The resort town of Sliema – which means ‘peace’ – is situated on the northeast coast. Once a small fishing village and summer resort for wealthy Valletta residents, this city is a hub for shopping, socializing and nightlife.
Sliema’s main attraction is `the Sliema Front’, which stretches from Ta’ Xbiex and G?ira in the south to St. This 10km promenade connects the three towns and is always packed with joggers, picnickers and lovers. of the barbecues. There are no sandy beaches, but here you can swim in the Roman baths along the coast.

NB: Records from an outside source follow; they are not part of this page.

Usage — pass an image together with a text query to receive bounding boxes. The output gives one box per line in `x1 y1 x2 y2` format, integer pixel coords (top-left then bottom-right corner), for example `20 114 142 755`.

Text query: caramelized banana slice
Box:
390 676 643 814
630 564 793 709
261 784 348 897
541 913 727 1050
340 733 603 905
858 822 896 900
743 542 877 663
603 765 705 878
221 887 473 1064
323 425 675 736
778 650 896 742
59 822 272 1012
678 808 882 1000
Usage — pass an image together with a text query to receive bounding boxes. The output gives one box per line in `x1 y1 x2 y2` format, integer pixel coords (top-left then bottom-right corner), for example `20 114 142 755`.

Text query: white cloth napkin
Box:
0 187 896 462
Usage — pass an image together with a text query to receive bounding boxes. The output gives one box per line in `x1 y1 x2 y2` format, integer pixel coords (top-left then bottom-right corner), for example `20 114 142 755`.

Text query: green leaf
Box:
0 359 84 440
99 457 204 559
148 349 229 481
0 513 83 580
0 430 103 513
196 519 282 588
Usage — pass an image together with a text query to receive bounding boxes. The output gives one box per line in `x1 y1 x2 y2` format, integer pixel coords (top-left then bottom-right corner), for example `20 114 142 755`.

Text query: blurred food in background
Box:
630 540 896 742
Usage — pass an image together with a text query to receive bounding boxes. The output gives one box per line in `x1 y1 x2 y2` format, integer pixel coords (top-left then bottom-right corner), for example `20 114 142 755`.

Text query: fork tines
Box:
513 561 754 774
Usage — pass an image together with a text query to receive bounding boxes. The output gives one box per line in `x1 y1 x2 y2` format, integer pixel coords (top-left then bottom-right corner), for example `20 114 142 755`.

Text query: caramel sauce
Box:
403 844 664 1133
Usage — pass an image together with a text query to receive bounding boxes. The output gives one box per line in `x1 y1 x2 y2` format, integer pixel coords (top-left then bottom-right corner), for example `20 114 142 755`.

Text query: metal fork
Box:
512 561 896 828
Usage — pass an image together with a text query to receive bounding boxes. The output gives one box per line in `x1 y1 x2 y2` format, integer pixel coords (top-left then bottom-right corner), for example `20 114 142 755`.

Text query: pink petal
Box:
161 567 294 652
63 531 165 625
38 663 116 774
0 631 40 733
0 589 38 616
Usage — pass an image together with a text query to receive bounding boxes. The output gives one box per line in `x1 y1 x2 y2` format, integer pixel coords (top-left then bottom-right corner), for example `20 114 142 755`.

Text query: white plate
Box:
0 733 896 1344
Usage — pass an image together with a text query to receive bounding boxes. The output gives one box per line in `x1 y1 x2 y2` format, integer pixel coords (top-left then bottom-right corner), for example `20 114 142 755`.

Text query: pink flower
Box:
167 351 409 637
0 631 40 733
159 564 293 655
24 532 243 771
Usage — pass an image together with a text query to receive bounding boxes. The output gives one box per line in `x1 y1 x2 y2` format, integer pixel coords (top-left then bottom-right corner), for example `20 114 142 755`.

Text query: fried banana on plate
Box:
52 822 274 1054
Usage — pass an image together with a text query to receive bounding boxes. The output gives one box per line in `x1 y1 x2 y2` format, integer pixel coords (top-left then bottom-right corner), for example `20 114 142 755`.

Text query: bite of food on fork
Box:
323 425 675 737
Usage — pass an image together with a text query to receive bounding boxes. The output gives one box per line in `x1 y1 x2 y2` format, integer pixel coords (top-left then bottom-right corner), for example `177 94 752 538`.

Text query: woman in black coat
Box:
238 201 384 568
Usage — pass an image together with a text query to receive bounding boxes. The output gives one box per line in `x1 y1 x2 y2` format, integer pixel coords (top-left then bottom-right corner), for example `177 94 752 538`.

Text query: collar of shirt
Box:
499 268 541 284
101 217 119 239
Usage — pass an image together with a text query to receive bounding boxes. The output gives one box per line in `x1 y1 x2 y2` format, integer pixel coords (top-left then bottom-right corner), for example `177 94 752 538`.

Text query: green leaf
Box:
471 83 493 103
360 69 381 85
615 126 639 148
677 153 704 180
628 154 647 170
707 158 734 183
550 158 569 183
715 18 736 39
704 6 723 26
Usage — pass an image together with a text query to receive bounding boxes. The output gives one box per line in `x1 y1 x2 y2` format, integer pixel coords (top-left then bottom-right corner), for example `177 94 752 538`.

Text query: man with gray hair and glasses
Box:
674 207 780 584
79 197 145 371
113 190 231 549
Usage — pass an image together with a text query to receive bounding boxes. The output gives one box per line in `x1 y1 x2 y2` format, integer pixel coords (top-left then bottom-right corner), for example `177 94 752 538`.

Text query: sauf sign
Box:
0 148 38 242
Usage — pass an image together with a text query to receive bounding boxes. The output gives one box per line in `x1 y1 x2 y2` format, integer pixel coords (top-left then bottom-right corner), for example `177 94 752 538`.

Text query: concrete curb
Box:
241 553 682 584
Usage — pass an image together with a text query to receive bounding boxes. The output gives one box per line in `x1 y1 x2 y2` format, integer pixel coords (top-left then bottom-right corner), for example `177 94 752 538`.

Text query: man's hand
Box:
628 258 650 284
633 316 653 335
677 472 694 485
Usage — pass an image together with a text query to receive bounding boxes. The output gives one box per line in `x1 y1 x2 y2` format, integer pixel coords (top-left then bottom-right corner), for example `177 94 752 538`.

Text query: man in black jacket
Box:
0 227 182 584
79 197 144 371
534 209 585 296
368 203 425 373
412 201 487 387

There is a lot of history in Sliema. The most famous is Fort Tigne, which marks the site of one of the most notable battles of the Great Siege of 1565. The leader of the Turkish troops was killed and Tigne, one of the oldest polygonal forts in the world, was built to defend the port of new attacks. Other historic sites include the Baroque-inspired Stella Maris Church (1850) and Fort Manoel (1725), built by the Knights of St. John.